Van Dyke, who has conducted extensive research on German art produced in the 1920s and 1930s, also suggests that the acquisition of art and cultural items as the “spoils of victory” during war is recorded throughout human history.
“During WWII, the Germans were following in the footsteps of countless other warring factions who had stolen art from those they conquered,” van Dyke said. “When the Romans overran Jerusalem, they sacked the Synagogue; when the Swedes conquered Germany in the 30 Years War, they took the artwork home; when Napoleon took over Europe, he commandeered the artwork and stored it at the Louvre. Art is a trophy and it signifies the power and glory of your army—the Nazis were not inventing anything new, they were operating under the status quo even if the extent of looting and murderousness were unprecedented.”
Following the war, the MFAA had prominent roles in directing cultural and educational institutions in the United States. Four Monuments Men were Missouri natives, and 10 were later employed in Missouri, including two who became directors of the Nelson-Atkins Museum in Kansas City. Recently, U.S. Sen.
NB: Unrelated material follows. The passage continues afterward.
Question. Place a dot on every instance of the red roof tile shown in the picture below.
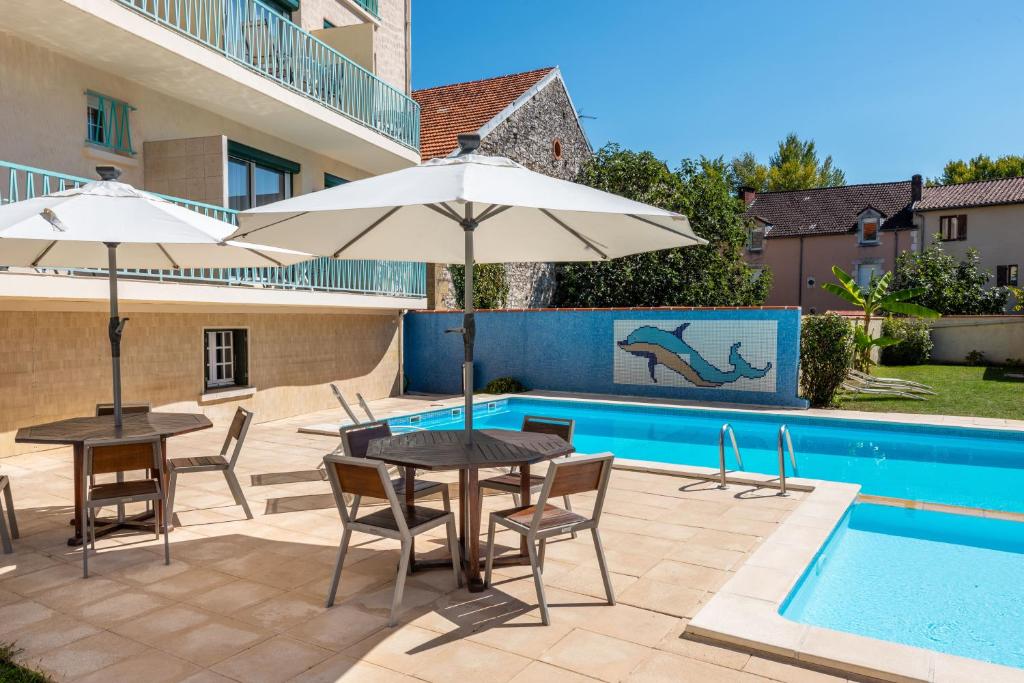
(464, 108)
Roy Blunt, R-Mo., introduced a bipartisan bill that would award the Congressional Gold Medal to the “Monuments Men,” which consisted of 345 service members and civilians from 13 nations who had expertise as museum directors, curators, artists, architects and book historians.
Two other Monuments Men accepted jobs at the University of Missouri, including Lewis Williams, a professor of art, and book and manuscript historian Hellmut Lehmann-Haupt, professor emeritus of library science at MU.
“Hellmut Lehmann-Haupt was born in Berlin in 1903 and immigrated to the U.S. in 1929,” van Dyke said. “He accepted a position as curator of rare books at Columbia University, and many of his writings and papers are now housed at the Museum of Modern Art in New York. In 1946, Lehmann-Haupt began working with the MFAA in Berlin where he was charged with helping to restore the cultural landscape in Germany following the Allied victory. In 1967, after 14 years as a rare book and manuscript dealer, Lehmann-Haupt came to Mizzou where he finished his career at the MU Libraries.”
Van Dyke suggests that in World War II and afterward, all sides including the Allies took great interest in not only raiding art, but also in preserving it, and the Monuments Men took an important role in the process.
James van Dyke received his doctorate from Northwestern University. He also serves as director of graduate studies in the Department of Art History and Archaeology at MU and is trained in the social history of art, modern European art, twentieth-century art and contemporary art and theory.